Who Should Handle Your Catalog Prepress?
By Alicia Orr Suman
In the pre-digital era, most catalog production followed a natural workflow with content moving from the agency and photographer to the prepress house and then on to the printer.
This is no longer always the case. The lines have become blurred regarding who among these vendors can provide each of the necessary production services, and often it's the color houses that are getting taken out of the loop.
Now, thanks to advances that make the necessary technology more accessible, a growing number of design firms, photographers and printers are able to fulfill catalogers' prepress needs.
Here are some of the factors to consider when deciding whether your catalog should work with a traditional color house or go with an alternative prepress service provider.
The major reason for using a separate prepress service vendor is quality. And it is for this reason that Susan McIntyre, of consultancy McIntyre Direct, still prefers to purchase prepress and other services individually.
"For most catalogers, using a separate color house may produce better results," says Phil Minix, managing director of catalogs at Reiman Publica-tions.
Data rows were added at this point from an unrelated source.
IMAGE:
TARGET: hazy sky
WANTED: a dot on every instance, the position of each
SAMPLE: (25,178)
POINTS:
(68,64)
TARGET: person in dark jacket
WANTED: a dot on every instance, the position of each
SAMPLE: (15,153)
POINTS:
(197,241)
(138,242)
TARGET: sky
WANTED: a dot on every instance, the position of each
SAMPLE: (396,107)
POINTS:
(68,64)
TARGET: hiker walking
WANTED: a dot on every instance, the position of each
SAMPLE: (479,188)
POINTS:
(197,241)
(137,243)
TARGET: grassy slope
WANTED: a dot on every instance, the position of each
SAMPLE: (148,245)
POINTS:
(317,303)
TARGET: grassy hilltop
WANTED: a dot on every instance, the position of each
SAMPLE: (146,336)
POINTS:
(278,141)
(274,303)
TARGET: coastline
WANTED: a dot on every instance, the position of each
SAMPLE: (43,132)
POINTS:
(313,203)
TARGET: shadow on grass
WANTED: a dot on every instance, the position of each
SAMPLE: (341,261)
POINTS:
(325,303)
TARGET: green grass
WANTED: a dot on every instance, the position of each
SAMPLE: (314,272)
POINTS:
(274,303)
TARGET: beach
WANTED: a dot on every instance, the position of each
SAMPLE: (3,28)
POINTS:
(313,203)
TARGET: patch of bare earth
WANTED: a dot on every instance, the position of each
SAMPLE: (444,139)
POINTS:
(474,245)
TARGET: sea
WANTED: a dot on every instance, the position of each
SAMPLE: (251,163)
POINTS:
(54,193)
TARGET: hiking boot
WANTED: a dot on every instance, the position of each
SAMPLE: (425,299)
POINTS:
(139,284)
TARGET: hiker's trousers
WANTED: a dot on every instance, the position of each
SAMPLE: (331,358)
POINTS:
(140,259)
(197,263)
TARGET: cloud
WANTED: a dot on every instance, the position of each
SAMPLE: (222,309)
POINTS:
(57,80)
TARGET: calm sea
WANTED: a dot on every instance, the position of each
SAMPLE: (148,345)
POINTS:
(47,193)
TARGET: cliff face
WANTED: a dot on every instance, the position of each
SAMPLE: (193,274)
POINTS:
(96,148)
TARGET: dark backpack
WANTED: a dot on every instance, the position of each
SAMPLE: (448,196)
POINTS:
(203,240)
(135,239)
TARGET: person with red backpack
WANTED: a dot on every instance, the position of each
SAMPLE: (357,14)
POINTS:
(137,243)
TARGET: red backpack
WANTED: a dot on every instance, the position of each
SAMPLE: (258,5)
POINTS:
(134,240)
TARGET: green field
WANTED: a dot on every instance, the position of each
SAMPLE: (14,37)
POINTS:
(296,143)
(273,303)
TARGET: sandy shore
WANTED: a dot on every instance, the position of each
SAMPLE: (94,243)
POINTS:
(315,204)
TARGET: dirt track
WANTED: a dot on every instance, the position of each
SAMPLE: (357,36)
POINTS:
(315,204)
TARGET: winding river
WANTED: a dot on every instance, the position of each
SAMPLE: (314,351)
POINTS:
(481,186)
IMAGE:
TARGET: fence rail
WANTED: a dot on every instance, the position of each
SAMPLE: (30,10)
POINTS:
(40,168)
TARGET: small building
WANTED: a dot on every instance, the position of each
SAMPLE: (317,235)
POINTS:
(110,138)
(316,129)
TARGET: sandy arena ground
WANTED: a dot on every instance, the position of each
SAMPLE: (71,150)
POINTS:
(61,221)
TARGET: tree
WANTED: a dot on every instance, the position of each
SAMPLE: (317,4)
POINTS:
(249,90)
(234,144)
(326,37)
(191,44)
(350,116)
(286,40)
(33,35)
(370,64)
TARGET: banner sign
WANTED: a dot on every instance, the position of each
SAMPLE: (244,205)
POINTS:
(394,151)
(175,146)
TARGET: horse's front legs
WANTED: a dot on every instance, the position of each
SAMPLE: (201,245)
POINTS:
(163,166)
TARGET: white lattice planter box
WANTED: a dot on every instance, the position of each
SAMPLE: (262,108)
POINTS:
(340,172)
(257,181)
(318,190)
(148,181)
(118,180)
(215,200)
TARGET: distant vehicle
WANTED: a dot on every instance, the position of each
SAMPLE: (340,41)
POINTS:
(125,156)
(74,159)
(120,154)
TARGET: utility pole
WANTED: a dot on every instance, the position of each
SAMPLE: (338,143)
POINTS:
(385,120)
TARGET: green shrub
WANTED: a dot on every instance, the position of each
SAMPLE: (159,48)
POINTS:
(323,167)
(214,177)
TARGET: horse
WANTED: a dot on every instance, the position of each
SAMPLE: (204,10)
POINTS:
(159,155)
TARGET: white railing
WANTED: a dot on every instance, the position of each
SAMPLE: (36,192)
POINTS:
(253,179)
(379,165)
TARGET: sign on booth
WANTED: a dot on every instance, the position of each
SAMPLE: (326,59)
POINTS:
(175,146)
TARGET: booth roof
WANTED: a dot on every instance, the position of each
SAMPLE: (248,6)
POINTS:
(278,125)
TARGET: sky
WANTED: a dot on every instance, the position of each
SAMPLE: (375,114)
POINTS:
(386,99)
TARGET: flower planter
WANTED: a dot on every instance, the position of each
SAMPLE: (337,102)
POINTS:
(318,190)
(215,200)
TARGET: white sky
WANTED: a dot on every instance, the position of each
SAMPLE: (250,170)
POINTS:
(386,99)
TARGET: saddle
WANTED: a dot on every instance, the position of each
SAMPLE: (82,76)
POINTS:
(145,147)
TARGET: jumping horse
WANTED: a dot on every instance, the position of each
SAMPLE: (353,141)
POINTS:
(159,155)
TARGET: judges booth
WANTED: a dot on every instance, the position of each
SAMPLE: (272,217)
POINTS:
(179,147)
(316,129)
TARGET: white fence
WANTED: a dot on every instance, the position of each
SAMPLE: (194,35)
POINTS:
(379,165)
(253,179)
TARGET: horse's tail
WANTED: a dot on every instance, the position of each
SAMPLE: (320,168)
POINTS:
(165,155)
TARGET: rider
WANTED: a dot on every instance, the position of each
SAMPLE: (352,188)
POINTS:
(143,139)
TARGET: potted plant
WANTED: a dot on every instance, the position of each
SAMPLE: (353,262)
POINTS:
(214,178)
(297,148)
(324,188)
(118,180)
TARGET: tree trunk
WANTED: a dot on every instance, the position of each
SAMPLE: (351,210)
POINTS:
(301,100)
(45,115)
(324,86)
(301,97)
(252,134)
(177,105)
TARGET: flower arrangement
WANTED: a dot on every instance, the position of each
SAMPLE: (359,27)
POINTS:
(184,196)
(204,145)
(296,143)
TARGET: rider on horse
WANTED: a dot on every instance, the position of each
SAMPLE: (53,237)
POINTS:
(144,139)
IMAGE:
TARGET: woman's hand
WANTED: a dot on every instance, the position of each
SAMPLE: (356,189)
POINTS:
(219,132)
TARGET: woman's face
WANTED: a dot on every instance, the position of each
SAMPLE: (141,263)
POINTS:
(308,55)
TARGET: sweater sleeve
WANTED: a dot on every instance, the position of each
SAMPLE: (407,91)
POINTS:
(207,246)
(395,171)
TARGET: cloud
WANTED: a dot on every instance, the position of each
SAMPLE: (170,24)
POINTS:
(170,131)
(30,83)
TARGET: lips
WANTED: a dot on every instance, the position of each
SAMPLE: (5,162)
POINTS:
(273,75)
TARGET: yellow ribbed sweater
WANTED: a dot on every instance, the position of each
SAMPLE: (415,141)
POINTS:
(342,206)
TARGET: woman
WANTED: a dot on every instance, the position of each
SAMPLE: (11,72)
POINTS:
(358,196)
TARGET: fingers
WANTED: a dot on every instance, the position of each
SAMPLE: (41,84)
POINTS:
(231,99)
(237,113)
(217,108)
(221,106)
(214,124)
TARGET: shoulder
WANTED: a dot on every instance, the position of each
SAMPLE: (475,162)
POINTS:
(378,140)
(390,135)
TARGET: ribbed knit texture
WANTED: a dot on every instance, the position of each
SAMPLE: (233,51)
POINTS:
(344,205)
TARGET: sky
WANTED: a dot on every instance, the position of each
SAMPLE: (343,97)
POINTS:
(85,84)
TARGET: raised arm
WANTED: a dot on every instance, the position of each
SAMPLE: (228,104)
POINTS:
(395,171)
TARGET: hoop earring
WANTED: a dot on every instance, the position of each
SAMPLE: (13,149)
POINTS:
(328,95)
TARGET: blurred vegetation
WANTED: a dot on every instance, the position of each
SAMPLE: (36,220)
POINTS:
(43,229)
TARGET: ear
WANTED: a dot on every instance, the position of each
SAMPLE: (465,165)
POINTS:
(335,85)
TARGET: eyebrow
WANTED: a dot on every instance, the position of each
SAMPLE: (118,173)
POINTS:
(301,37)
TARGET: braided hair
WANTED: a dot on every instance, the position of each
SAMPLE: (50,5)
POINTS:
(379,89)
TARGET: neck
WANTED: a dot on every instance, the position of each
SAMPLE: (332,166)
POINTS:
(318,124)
While at Reiman it makes sense to keep all prepress in-house for its 13 magazines and many catalogs, inserts and direct marketing efforts, Minix says that in his experience, "the place that does this for a living will produce a better product than a vendor who does prepress as a sideline."
Another point to consider: Minix believes that using a separate prepress house will challenge the printer more. "When the color is produced at the printer, they may proof something that they know is achievable on press. With a third party, you'll be more likely to produce something that might be a stretch to get on press."
Of course to get such results, he notes that the prepress house needs to know a good deal about what is possible to get on press and have the proper profiles applied for the paper, equipment and inks that will be used.